On the evening of May 23, a large section of the I-5 bridge over the Skagit River in Mt. Vernon, Washington collapsed into the river below. See news articles here and here. According to early reports, an “oversized” truck struck one of the overhead steel trusses on the bridge, which caused the entire structure to fail. Amazingly, only three people sustained minor injuries in the collapse. However, the enormous cost of repairing the bridge and the road could raise several complex liability and insurance issues.
The first issue is the allocation of fault. If the truck that struck the steel beam was indeed “oversized,” does it bear some fault for the collapse? If so, commercial auto policies might be in play.
To the extent that the bridge was negligently constructed, it was likely built by multiple contractors and subcontractors (and designed by engineers, etc.). If so, it is crucial to determine which part of the bridge was negligently constructed. Was it the steel beam itself? Was it some other part of the bridge to which the beam was connected, or a defective weld or bolt? Was the overall design flawed?
Assuming some negligent construction – and assuming the negligent parties were insured – the next issue is trigger of coverage.
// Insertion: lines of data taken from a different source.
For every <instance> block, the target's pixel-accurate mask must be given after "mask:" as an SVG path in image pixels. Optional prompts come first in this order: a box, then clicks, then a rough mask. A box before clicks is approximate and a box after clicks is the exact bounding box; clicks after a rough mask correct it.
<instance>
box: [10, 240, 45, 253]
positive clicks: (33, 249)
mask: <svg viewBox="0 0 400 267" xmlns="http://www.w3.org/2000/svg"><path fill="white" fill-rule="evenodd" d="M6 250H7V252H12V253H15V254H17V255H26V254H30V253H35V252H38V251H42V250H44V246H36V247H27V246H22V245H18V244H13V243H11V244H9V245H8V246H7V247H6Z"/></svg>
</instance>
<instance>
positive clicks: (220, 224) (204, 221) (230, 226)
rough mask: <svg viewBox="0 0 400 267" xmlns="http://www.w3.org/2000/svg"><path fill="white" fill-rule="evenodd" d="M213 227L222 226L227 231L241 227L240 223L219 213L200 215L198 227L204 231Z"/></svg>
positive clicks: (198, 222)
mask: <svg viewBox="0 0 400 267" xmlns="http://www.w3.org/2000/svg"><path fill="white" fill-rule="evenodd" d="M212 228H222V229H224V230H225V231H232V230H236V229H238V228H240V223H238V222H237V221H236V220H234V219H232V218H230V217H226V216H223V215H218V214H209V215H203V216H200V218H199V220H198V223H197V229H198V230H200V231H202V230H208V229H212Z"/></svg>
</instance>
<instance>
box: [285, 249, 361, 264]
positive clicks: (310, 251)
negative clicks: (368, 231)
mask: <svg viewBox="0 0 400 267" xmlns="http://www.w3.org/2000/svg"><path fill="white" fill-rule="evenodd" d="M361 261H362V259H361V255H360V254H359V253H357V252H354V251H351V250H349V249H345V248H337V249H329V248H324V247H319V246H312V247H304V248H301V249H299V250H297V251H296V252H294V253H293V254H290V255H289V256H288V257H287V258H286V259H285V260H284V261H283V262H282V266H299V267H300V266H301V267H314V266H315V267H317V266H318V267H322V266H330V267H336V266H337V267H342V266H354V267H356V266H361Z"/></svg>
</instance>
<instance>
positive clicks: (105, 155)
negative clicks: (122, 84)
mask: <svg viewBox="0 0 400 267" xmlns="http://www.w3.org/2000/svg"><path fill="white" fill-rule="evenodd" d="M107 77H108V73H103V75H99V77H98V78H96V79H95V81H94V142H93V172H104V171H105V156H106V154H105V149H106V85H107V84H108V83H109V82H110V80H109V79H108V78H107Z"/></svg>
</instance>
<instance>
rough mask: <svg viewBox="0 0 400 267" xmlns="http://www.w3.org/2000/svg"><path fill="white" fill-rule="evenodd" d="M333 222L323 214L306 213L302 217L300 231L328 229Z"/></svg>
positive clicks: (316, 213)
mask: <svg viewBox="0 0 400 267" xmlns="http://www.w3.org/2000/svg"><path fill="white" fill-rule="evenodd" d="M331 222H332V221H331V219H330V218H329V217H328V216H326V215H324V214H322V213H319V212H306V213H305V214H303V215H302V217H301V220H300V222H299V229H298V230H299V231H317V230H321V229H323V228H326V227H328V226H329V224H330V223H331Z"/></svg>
Certainly, the (rather limited ) bodily injury in this case occurred on May 23, so only occurrence-based policies issued at that time would be triggered for those injuries. And on the surface, according to early news reports, the “property damage” appears to have occurred when the “oversized” truck struck the steel beam. If liability lies solely with the contractors that built the bridge in 1955, and they have since gone out of business and stopped buying insurance, then there may be no insurance issues here at all.
But what if the beam or some other part had already been slowly cracking or failing over a long period of time? Would this constitute “property damage” under Washington law? If so, would it trigger policies issued since as early as 1955, when the bridge was built? Insurance policies issued that long ago could be lost, which raises its own host of issues. And if only a few older insurance policies are triggered – even if they are ascertainable – they may have very small limits. It could also be difficult to unravel “additional insured” status and contractual indemnity obligations among different contractors involved in the project so long after the bridge was built.
Then there is the much-contested issue of coverage for the replacement of the insured’s work product. If one portion of the bridge, built by one subcontractor, was defective, is the cost of repairing or replacing that defective element covered by that subcontractor’s general liability policy? What about damage to other portions of the bridge or roadway? What if the general contractor on the entire bridge is determined to be responsible (or is the only liable party with insurance)?
Finally, there could be complex allocation issues between the various triggered insurance policies. No doubt some or all of these interesting issues will surface in the inevitable litigation to follow.